As a bitcoin miner, this problem became very clear to me. In a sane world, bitcoin mining would be seen as a massive boon to conservationism. For the first time in human history, we have a mechanism by which we can profitably monetize previously wasted and stranded energy assets. The grid’s natural incentives force miners to cut their electricity costs as low as possible and the best way to do that is to seek out wasted and stranded sources of energy that no one else is willing to use. Bitcoin miners will appear in the middle of nowhere to use energy that was LITERALLY ON FIRE without producing positive economic value. By definition, making the world more energy efficient.
Not only that, but the miners using this previously wasted energy do so to cost-effectively facilitate and secure the best monetary system humanity has ever come into contact with. A monetary system that will put an end to the misjudgment of opportunity costs induced by the ability to print money out of thin air. As Steve Barbour said during a conversation on the subject we were part of it at the beginning of the afternoon, it sanctions the misallocation of capital, which leads to less unnecessary consumption. When governments and central banks print money out of thin air to save companies that have misallocated their capital and resources to the point where they risk going out of business, they are perpetuating this misallocation of capital and resources. , which we can say is a negative on the environment and society in general.

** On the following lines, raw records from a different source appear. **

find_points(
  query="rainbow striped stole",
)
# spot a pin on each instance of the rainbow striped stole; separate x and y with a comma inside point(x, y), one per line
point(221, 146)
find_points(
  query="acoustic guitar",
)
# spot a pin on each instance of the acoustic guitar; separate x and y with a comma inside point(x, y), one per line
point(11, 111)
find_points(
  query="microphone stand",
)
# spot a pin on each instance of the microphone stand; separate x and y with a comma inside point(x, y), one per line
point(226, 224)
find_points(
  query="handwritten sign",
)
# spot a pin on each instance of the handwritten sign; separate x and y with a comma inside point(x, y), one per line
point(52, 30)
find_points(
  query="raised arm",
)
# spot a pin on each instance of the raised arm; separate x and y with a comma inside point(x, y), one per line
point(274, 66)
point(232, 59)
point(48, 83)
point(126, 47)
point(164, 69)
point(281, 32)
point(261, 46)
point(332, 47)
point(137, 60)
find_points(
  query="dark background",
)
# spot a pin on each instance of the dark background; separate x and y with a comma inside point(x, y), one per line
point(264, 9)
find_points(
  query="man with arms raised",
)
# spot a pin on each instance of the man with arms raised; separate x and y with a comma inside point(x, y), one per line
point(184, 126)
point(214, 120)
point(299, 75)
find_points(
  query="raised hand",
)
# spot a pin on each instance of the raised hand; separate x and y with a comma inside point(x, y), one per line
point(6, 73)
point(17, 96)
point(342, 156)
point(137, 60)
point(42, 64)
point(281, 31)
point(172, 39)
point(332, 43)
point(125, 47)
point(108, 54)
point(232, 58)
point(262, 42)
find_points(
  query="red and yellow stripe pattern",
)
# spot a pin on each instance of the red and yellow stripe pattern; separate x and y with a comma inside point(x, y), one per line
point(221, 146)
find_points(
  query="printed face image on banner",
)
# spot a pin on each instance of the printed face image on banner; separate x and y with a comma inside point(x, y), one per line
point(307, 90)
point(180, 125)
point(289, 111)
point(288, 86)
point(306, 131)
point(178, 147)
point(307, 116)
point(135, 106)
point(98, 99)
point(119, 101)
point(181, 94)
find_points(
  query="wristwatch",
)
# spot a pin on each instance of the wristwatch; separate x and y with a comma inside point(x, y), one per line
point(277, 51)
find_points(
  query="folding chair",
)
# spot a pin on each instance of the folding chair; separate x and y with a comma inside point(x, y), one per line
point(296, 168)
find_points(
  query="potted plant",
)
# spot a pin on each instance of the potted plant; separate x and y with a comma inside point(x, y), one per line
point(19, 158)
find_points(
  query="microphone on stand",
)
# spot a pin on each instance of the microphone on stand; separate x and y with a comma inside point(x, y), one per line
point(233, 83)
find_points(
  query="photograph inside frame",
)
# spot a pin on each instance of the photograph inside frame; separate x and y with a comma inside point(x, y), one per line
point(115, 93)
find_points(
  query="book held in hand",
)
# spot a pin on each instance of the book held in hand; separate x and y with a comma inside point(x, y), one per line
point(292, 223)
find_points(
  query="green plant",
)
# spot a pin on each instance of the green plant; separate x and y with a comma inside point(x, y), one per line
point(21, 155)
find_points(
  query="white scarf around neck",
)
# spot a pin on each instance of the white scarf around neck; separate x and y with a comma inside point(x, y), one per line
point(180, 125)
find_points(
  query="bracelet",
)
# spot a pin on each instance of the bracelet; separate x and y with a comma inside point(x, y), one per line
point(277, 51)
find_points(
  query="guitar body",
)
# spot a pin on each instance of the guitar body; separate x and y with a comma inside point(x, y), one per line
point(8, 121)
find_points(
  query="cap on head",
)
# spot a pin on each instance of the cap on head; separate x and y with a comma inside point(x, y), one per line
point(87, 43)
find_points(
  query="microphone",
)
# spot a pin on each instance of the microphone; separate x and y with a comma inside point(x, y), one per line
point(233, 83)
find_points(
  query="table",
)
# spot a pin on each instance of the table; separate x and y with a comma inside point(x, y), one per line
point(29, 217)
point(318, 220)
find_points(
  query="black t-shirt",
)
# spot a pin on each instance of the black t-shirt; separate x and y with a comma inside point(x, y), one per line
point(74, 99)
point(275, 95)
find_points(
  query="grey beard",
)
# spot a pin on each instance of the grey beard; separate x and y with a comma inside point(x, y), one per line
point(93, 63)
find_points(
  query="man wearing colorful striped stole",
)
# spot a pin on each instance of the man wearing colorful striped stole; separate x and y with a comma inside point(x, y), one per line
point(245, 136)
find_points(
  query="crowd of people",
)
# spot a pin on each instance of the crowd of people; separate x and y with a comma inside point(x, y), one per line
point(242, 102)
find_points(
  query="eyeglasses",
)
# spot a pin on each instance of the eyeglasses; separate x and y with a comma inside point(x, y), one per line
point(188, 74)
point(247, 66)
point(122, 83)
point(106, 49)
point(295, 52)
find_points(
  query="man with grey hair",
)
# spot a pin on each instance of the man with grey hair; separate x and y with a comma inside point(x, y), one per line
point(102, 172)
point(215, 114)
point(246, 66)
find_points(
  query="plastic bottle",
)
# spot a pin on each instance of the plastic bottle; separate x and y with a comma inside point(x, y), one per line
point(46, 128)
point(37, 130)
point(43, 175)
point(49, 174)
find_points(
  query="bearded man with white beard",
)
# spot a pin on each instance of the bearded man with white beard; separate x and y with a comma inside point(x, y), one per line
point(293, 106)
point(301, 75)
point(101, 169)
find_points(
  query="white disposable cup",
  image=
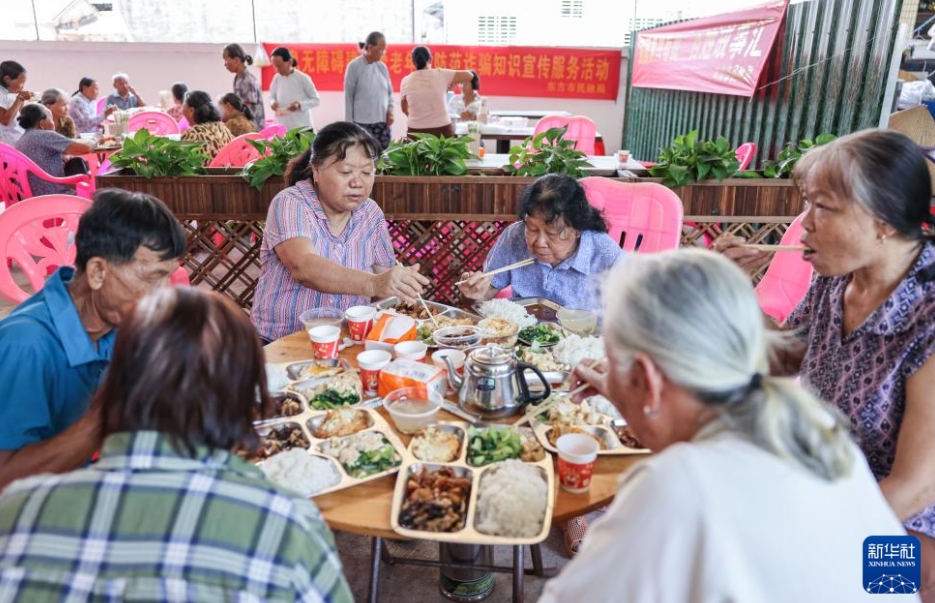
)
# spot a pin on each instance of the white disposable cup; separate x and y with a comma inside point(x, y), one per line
point(410, 350)
point(457, 360)
point(576, 455)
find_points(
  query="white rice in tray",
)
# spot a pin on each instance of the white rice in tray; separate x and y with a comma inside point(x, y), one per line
point(301, 472)
point(511, 500)
point(575, 348)
point(504, 308)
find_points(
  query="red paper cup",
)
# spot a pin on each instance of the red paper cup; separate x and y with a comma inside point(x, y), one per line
point(360, 321)
point(371, 363)
point(325, 341)
point(576, 455)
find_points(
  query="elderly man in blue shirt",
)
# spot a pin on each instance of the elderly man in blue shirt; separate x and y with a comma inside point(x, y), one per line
point(55, 346)
point(565, 236)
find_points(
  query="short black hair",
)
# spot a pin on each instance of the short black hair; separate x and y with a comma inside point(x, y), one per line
point(555, 196)
point(119, 222)
point(421, 57)
point(178, 91)
point(202, 105)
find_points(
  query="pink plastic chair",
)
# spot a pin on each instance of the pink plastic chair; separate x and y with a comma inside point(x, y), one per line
point(745, 153)
point(38, 236)
point(273, 130)
point(642, 216)
point(238, 152)
point(787, 279)
point(14, 181)
point(157, 122)
point(580, 129)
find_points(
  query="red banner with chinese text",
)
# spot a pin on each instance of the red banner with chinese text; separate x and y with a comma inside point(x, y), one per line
point(503, 70)
point(724, 54)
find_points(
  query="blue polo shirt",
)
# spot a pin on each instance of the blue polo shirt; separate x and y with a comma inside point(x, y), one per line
point(49, 367)
point(572, 283)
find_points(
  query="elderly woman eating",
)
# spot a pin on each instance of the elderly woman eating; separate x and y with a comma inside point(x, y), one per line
point(747, 465)
point(865, 330)
point(565, 236)
point(326, 243)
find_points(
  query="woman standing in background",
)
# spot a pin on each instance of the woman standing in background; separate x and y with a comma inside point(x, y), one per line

I’m sorry for wandering, monsters. I just had to get those thoughts out of my chest after reading Aswath’s blog last night and participating in a conversation about the topic this afternoon. I leave you with the practical advice from the Aswath blog post, which in my opinion is a much better framework for individuals, businesses and investment professionals to approach the concept of “doing good in the world.” world”. It should be based on your personal values and not on a top down diktat defined by a very narrow set of values.